South Africa wants to try Shrien Dewani, seen here in 2011, for the murder of his wife Anni in Cape Town in November 2010.

Shrien Dewani can be sent to South Africa to face charges he murdered his wife during their honeymoon in 2010, a London judge ruled.

Judge Howard Riddle rejected arguments that Dewani’s mental health wouldn’t allow him to stand trial and that there was no guarantee he would recover more quickly in London. If extradited, the 33-year-old Dewani would be sent to Valkenberg Hospital in Cape Town rather than jail, Riddle said.

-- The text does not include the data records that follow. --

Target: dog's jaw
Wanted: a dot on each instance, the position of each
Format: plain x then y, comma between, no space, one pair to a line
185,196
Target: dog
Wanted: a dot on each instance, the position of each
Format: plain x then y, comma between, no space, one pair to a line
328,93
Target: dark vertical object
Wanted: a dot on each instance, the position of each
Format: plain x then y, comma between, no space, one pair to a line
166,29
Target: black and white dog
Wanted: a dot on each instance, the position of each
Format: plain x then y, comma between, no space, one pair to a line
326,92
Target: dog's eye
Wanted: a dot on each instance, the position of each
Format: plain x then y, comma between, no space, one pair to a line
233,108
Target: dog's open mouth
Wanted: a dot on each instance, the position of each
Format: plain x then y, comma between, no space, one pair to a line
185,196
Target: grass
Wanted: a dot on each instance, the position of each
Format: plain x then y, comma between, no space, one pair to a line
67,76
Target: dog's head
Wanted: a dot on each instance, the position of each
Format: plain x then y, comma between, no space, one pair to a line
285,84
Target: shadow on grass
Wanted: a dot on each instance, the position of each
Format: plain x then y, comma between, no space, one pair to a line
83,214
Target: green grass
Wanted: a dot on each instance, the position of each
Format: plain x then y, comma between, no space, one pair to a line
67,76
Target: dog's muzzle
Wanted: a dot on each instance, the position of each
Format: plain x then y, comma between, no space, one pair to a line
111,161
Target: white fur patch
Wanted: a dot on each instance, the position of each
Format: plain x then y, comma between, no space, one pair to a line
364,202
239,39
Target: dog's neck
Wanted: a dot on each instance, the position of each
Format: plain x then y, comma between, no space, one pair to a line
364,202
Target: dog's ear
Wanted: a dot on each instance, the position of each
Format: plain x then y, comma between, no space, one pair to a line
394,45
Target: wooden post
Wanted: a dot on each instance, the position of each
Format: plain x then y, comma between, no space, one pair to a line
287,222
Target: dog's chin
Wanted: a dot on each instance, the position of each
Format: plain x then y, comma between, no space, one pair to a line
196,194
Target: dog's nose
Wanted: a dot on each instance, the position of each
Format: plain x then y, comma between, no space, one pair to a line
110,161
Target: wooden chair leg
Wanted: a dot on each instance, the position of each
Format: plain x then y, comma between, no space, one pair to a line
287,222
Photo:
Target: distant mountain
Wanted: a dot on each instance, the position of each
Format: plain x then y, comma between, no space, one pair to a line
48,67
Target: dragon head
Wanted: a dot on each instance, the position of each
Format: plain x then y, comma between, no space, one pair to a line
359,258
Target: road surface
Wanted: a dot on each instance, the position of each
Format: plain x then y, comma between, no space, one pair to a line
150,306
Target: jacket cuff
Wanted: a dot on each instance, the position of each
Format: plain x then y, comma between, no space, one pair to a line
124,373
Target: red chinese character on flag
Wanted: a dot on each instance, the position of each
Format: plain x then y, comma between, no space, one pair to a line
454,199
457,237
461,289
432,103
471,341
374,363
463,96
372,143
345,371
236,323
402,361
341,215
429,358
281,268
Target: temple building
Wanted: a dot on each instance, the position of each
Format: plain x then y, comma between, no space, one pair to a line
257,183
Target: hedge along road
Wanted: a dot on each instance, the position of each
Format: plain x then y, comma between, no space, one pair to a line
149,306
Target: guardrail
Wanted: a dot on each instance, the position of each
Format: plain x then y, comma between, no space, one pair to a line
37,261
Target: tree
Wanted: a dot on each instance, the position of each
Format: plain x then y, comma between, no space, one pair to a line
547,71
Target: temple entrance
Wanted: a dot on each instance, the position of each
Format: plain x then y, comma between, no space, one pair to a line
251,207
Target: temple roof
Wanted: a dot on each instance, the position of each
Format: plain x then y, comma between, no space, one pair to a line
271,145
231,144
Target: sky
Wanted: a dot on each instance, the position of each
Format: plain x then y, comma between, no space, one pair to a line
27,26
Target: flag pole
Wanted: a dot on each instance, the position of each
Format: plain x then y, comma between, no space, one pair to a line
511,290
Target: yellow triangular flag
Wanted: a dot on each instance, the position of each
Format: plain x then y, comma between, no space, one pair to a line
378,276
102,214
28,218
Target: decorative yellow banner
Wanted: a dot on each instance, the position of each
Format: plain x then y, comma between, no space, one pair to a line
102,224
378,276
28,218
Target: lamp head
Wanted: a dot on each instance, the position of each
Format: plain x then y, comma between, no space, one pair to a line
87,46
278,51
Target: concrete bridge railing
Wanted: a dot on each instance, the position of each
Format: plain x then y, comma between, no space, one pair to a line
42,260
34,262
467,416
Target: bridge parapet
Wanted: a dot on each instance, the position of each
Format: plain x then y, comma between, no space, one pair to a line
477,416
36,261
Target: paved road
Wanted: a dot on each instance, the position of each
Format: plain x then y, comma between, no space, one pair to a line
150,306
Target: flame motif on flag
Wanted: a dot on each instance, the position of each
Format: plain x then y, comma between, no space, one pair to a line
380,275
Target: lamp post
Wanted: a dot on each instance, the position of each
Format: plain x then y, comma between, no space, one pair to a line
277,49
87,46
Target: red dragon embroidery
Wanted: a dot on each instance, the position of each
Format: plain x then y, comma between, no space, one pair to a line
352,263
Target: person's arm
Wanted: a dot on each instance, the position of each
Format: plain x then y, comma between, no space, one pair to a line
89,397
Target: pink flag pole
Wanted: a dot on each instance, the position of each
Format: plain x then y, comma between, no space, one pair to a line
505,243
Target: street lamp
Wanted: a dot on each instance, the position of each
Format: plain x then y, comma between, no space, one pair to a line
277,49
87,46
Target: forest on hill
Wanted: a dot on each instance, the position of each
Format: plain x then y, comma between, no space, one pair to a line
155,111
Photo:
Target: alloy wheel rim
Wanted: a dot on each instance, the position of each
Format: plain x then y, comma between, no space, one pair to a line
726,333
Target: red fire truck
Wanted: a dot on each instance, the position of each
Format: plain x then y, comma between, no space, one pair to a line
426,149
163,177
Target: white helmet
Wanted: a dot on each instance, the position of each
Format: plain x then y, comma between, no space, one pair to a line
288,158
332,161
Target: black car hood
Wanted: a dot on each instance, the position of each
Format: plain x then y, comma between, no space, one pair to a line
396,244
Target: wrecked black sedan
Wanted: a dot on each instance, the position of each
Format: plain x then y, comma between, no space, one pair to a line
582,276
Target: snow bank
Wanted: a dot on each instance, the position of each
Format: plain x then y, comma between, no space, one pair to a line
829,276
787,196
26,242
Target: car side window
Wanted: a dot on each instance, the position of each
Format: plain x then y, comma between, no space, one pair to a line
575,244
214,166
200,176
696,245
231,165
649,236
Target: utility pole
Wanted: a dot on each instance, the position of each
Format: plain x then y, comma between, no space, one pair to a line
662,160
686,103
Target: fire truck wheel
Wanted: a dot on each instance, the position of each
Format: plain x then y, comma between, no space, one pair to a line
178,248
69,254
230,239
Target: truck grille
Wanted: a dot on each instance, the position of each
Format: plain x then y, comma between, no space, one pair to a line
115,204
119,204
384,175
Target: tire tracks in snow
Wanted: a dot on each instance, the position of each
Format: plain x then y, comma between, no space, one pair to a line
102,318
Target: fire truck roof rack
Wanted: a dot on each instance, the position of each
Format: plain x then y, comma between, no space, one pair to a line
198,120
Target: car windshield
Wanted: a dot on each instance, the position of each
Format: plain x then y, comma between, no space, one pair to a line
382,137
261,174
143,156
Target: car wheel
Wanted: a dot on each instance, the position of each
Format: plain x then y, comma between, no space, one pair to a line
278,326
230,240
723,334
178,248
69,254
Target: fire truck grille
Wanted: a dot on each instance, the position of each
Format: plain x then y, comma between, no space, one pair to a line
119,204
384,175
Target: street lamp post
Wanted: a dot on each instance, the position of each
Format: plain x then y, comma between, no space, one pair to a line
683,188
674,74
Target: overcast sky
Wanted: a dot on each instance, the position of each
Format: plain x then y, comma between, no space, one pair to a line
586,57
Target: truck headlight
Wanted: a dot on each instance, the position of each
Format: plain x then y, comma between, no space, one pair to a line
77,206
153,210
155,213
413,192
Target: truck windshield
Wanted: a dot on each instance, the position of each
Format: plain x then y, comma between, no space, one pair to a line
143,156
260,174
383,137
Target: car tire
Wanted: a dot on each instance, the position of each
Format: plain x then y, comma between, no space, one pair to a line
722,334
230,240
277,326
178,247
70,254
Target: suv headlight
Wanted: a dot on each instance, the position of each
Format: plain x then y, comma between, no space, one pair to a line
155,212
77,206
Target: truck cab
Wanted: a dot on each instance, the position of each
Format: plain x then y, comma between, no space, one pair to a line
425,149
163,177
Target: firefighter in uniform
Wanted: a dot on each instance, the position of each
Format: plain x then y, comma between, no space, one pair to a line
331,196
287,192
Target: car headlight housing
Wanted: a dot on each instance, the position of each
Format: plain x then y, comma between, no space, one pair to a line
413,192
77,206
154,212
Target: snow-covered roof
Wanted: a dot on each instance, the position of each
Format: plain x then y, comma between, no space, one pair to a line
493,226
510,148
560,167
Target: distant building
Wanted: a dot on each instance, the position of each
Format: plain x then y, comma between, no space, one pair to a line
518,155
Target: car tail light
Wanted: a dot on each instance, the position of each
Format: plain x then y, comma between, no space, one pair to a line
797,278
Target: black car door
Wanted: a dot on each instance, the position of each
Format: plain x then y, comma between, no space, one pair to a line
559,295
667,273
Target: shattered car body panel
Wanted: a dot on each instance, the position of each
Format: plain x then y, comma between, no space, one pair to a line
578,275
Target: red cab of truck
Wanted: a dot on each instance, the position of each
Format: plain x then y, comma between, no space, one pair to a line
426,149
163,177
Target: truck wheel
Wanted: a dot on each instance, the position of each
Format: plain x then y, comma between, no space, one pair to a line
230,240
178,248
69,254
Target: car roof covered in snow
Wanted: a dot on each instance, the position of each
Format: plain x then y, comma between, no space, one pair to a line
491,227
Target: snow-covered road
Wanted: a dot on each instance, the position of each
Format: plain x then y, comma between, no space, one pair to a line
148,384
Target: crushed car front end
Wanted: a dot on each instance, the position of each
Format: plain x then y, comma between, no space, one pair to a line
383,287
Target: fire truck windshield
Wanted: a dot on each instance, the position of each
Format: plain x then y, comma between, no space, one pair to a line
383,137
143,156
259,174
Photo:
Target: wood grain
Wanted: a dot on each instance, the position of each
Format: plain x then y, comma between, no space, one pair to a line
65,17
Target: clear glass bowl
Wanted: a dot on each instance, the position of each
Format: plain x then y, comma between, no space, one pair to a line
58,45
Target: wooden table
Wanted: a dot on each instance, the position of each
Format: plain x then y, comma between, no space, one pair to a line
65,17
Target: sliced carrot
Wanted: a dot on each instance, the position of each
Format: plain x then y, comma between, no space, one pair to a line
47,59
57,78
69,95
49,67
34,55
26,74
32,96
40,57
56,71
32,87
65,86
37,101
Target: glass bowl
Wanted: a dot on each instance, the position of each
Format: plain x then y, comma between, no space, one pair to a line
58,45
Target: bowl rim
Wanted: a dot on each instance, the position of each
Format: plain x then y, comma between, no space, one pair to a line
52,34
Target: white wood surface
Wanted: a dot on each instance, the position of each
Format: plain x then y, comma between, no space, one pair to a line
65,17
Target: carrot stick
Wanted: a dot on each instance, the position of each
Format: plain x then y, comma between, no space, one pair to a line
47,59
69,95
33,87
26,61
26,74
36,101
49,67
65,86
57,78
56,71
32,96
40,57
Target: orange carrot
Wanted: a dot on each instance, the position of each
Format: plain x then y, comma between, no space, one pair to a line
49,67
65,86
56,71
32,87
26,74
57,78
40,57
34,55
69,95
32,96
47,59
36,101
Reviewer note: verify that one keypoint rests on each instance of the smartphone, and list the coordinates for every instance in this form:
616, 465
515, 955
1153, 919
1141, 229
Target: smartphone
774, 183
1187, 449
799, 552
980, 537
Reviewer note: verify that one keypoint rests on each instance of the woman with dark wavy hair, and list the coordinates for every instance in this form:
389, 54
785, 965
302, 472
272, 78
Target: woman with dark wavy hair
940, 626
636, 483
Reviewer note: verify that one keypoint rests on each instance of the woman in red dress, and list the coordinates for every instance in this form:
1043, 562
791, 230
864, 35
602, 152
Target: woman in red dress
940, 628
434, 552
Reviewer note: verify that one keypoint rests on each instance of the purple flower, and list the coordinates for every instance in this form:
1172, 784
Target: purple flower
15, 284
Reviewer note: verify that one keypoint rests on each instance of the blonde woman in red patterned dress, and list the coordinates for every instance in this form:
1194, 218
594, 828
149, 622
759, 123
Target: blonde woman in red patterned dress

“There has been recovery, but it has been slow,” Riddle said. “It may be a long time until he is fit to plead.”

South Africa wants to try Dewani for the murder of his wife Anni in Cape Town in November 2010. Anni Dewani was killed after a taxi she and her husband were traveling in was carjacked in Gugulethu, near the city. South African prosecutors allege her husband arranged the murder.

The ruling “shows that the London authorities have confidence in South Africa’s justice system and judicial process and in the fact that we can give Mr. Dewani a fair trial,” Bulelwa Makeke, head of communications at the South African National Prosecuting Authority, said in a telephone interview from Pretoria.

Dewani has been treated at a U.K. hospital for post-traumatic stress disorder and depression since his wife’s death, Riddle said today.

Dewani’s lawyers had argued at an earlier hearing that a decision on extradition should be delayed six months to allow more time for him to recover.

Clinical Toll

“The evidence is that Mr. Dewani will receive the treatment he needs in South Africa,” Riddle said in his judgment. “Delaying extradition may make the clinical toll worse, so there are advantages in moving on.”

About 40 members of Anni Dewani’s family arrived at court today wearing photographs of her pinned to their chests trimmed with pink ribbon.

“For us it is all about Anni, it’s all about finding out what happened,” Ami Denborg, Anni Dewani’s sister, told reporters outside the court today.

Lawyers at Corker Binning, who represent Shrien Dewani, declined to comment. They have 14 days to appeal the ruling.

The case is Dewani v. Government of The Republic of South Africa, CO/9406/2011.